Database dumps are created automatically every sunday evening and contain all data from the prior week. Each dump creates two files: players.parquet and matches.parquet. The files are stored in a directory structure that looks like this: /media/db_dumps/date_range=2023-04-23_2023-04-29/matches.parquet
* Please note that this data is not infallible. There is some dirty data that gets through my scrubbing. Notably there are some matches that have odd numbers of people (1, 3, 5, 7), which should never be the case. I would recommend doing your own data cleaning before usage.
Data Models
Database dumps are split into two files: matches and players. Each is its own data model. Below is a quick description of each model and its fields:
Match
map - (string) Map the match was played on
started_timestamp - (datetime) When the match started, UTC
duration - (timestamp) Timestamp of how long the game took (in-game duration)

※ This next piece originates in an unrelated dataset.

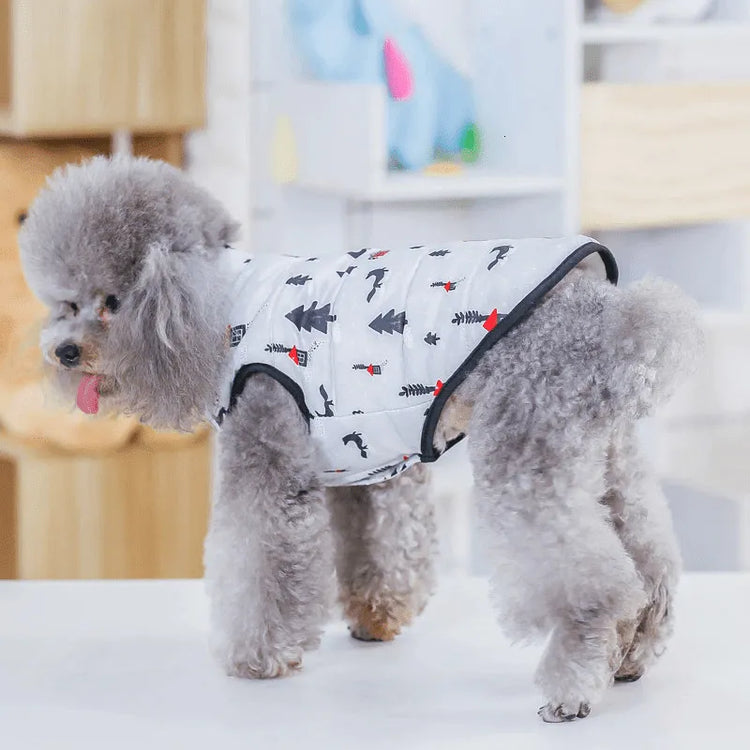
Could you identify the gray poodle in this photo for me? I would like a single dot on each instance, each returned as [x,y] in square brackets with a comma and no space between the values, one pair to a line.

game_id - (string) id of the game, this should map to the game_id/match_id values on other websites
avg_elo - (float) Average elo of all players in the match
num_players - (int) Number of players involved in the game
team_0_elo - (float) Average rating of the players on team 0
team_1_elo - (float) Average rating of the players on team 1
replay_enhanced - (boolean) Whether a replay was downloaded for this match and used to enhance player information
leaderboard - (string) Leaderboard the match was played on
mirror - (boolean) Whether all players are playing the same civ
patch - (int) The patch the match was played on (inferred from started_timestamp)
raw_match_type - (int) Passthrough of match_type from community api, indicates type of match (random map ladders: 6 = 1v1, 7 = 2v2, 8 = 3v3, 9 = 4v4, controller only random map: 66 = 1v1, 67 = 2v2, 68 = 3v3, 69 = 4v4)
game_type - (string) Type of game (random_map, empire_wars, deathmatch, etc...)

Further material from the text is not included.